Being a great leader means giving and receiving feedback. Feedback and communication between managers and employees is a two-way street. Just as managers have feedback for their employees, their employees may have some feedback for them as well. Allowing employees to share their opinions makes them feel valued and appreciated. This can lead to a happier and more engaged workforce. Another reason why upward feedback is so important is the fact that it allows managers to learn about themselves and their management styles. Getting insight from employees can be very useful in determining what management techniques are working and what areas could use some improvement. Soliciting upward feedback also helps to set an example and encourages a culture where feedback is important. This boosts the level of trust between managers and employees. All that said, receiving upward feedback isn’t always easy and can even feel threatening or intimidating. However, managers need to set the stage so everyone feels comfortable giving and receiving feedback. Here are four tips for how to accept feedback from your employees.
- Encourage It
The first step in accepting feedback from employees is letting them know you actually want to hear it. For starters, you should include something in the employee handbook about encouraging feedback. You also want to reiterate it in meetings and across company-wide emails that you are eager to get feedback from your employees about yours and the rest of the organization’s performance. Make it known that feedback is important to you and that your organization values the opinions of its staff. Let your employees know that you are open to constructive criticism and you welcome ideas for improving the organization.
- Make it Possible
It’s not enough to simply say that you are eager for feedback. You need to show it by offering easy ways for employees to provide it. You could do something like placing a suggestion box in the office breakroom or you could send out a quarterly survey. You should also implement an open-door policy where employees are welcome and encouraged to share their concerns and ideas with management.

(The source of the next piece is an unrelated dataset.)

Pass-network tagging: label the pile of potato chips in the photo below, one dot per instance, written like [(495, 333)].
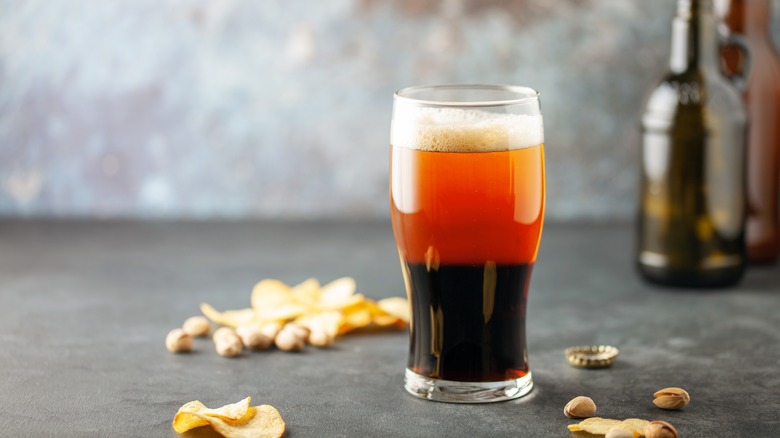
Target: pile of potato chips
[(334, 307), (236, 420), (600, 426)]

- Control Your Emotions and Listen
It’s never easy to accept constructive criticism, but remember that the purpose is to make your team better. Try not to take things personally and avoid getting defensive and justifying your behavior. Doing so will defeat the purpose of encouraging feedback and your employees will never feel comfortable speaking up again. Rather, listen attentively and ask for specific examples that illustrate their feedback. Focus on trying to understand the feedback rather than your next response.
- Summarize and Reflect on What was Said
Once the person has finished speaking, try summarizing what they said to be sure you understand them correctly. If necessary, ask questions to clarify. Then, rather than making excuses or defending yourself, simply thank them for their feedback and assure them that you will reflect on what was discussed.